Given the widespread violence attributed to Congolese coltan and cassiterite, one would imagine tin would be destined for the same sort of notoriety as blood diamonds. But a mining official, who spoke on condition of anonymity, doubts that will happen: “There is a cold and calculated cruelty about the massacre (of people) and (the clearing) of forests for coltan, but blood diamond sounds glamorous, and blood coltan doesn’t mean anything . I cannot imagine Leonardo DiCaprio making that movie, maybe George Clooney? Maybe not.”
Manufacturers like Nokia have responded to questions as to whether the coltan in their phones comes from the conflict zone in Eastern Congo. A page on their website carries a disclaimer saying that their supplier does not source coltan from illegal mining operations run by militias in Congo. Corporations claim the path of coltan coming out of Congo is so convoluted that it cannot be properly policed, often changing hands half a dozen times before it reaches the cellphone manufacturer that we are familiar with. But Global Witness, an NGO that documents the exploitation of natural resources, has exploded that myth by tracing the supply chains of coltan and cassiterite.

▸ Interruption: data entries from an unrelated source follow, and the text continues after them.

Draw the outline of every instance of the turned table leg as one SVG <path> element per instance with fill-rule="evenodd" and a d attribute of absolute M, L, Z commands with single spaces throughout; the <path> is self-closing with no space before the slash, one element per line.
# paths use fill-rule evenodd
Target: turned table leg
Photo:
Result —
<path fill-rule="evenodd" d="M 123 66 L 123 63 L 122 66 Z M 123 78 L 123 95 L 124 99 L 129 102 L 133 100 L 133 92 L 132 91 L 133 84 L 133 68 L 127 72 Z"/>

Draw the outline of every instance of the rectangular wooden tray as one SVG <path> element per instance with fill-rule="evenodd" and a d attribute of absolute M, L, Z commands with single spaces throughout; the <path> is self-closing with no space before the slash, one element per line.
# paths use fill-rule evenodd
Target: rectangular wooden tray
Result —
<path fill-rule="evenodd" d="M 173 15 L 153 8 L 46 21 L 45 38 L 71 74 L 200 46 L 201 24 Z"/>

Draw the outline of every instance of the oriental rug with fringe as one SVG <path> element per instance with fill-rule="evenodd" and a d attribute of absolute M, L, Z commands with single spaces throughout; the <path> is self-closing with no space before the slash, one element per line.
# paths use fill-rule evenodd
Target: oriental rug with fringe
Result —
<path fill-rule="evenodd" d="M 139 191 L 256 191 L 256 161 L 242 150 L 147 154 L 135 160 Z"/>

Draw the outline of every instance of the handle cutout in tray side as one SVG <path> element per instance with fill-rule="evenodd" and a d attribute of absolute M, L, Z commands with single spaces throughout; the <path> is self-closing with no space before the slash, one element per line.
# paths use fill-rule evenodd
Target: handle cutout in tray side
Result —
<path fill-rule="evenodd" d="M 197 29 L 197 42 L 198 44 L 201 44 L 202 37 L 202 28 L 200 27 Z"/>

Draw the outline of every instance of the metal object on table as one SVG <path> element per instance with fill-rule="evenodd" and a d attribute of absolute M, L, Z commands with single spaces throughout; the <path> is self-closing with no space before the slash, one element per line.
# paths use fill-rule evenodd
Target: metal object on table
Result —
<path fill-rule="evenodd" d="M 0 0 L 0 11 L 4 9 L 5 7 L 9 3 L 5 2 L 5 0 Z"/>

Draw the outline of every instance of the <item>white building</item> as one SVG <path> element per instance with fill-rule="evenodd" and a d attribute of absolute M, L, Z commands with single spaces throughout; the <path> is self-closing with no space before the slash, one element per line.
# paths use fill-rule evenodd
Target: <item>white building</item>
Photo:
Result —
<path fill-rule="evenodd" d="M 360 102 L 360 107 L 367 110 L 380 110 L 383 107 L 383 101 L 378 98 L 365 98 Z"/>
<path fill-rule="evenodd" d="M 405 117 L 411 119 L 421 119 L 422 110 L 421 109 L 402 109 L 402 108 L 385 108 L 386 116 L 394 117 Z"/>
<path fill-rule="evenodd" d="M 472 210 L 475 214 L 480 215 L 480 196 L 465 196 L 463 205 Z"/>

Mark Twain led the human rights campaign against the first genocide in Congo which cost eight million lives under King Leopold. This is the second genocide, and the key to stopping it has landed in the palm of our hands. But it doesn’t have to be this way. All consumers have to do is start asking the mobile manufacturers , ‘Can you tell me where the coltan in my phone’s capacitor comes from?’ There are currently 100 million cell phone users in Pakistan. Those numbers could translate into a powerful force for change. All we have to do is insist on transparency in the opaque offices of those who decide where and how to buy the coltan they put in our phones.
Published in The Express Tribune, October 31st, 2010.